Thomas Graves, 1st Baron Graves
|Born||23 October 1725|
|Died||9 February 1802 (aged 76)|
|Allegiance||Kingdom of Great Britain|
|Commands held||North American Station|
|Battles/wars||Seven Years' War|
American War of Independence
French Revolutionary Wars
Admiral Thomas Graves, 1st Baron Graves, KB (23 October 1725 – 9 February 1802) was a British officer of the Royal Navy and a colonial official. He served in the Seven Years' War and the American War of Independence. He was also the Commodore-Governor of Newfoundland for a period of time.
Born in England in October 1725, Graves was the second son of Rear-Admiral Thomas Graves of Thanckes in Cornwall.
Graves' first military experience was as a volunteer with Commodore Henry Medley's crew around 1740. He was promoted to lieutenant in 1743, and captain in 1755. In the first year of the Seven Years' War, Graves failed to confront a French ship which gave challenge. He was tried by court-martial for not engaging his ship, and reprimanded. Graves became Commodore-Governor of Newfoundland in 1761 and given the duty of convoying the seasonal fishing fleet from England to the island. In 1762 he learned that French ships had captured St. John's. Graves, Admiral Alexander Colville and Colonel William Amherst retook the port city.
With the end of the Seven Years' War, Labrador came under his responsibility as French fishing fleets returned to the French Shore and St. Pierre and Miquelon. Graves strictly enforced the treaties to the extent that the French government protested. Graves' governorship ended in 1764. He returned to active service during the American War of Independence and became commander-in-chief of the North American Squadron in 1781. when Mariot Arbuthnot returned home.
During the American Revolution, his fleet was defeated by the Comte de Grasse in the Battle of the Chesapeake at the mouth of Chesapeake Bay on 5 September 1781, leading to the surrender of Lord Cornwallis at Yorktown.
In September 1782, a fleet under his command was caught in a violent storm off the banks of Newfoundland. The captured French ships from the Battle of the Saintes Ville de Paris (110 guns) and HMS Glorieux (74 guns), and the British ships HMS Ramillies (74 guns) and Centaur (74 guns) foundered, along with other merchant ships, with the loss of 3,500 lives.
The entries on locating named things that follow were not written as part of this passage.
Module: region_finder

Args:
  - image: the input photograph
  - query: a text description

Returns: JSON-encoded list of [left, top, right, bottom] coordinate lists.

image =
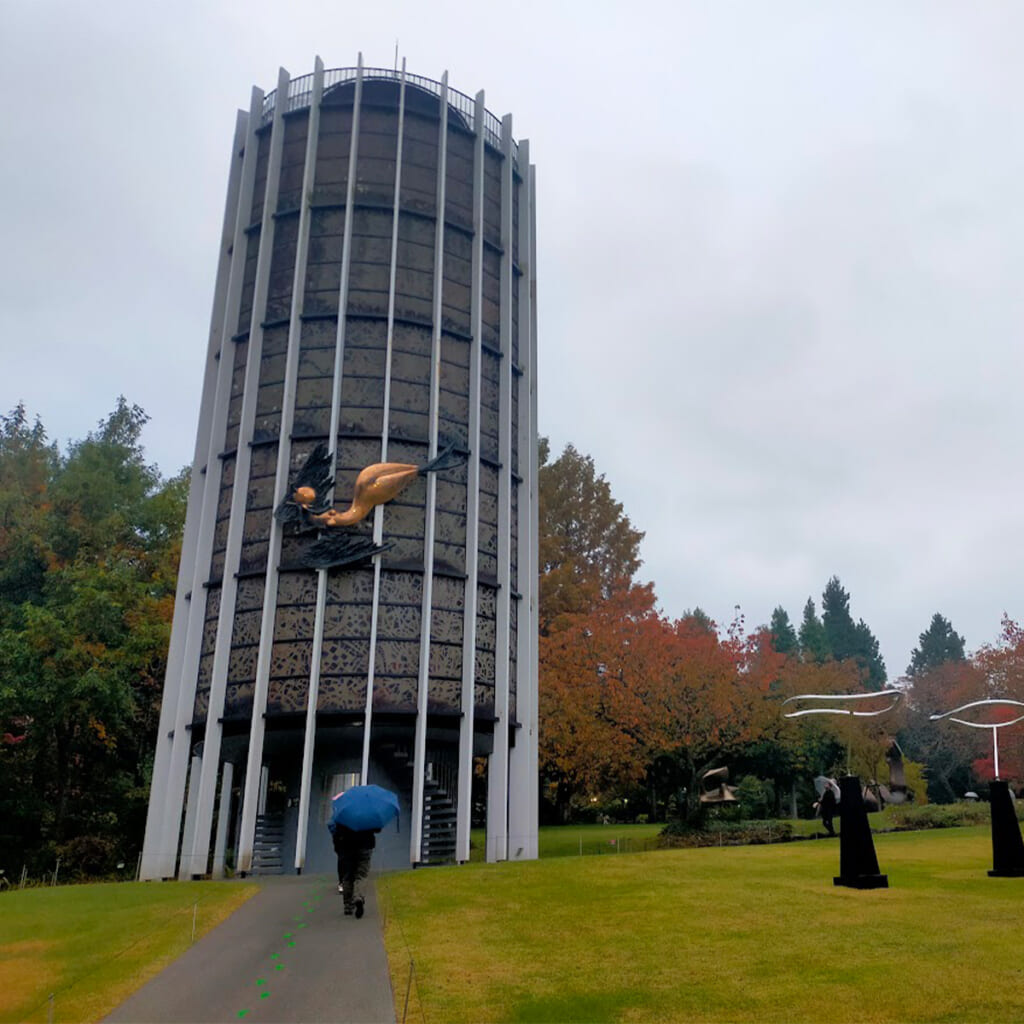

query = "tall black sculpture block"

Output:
[[988, 778, 1024, 879], [833, 775, 889, 889]]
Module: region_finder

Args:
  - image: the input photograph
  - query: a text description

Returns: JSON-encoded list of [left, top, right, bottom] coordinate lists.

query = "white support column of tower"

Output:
[[212, 761, 234, 879], [288, 53, 362, 876], [509, 139, 539, 860], [359, 59, 406, 785], [410, 72, 447, 864], [185, 68, 291, 879], [139, 96, 263, 881], [276, 57, 324, 872]]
In 1786 Graves became Commander-in-Chief, Plymouth.
With the French Revolutionary Wars, Graves was second in command to Admiral Richard Howe at the British victory over the French at the Battle of the Glorious First of June 1794. Graves became a full admiral and was awarded an Irish peerage as Baron Graves, of Gravesend in the County of Londonderry.
Lord Graves married Elizabeth, daughter of William Peere Williams, in 1771. The couple had a son, Thomas, in 1775. Following several battle injuries, Graves retired to his Devon estate in 1794, and died in February 1802, aged 76.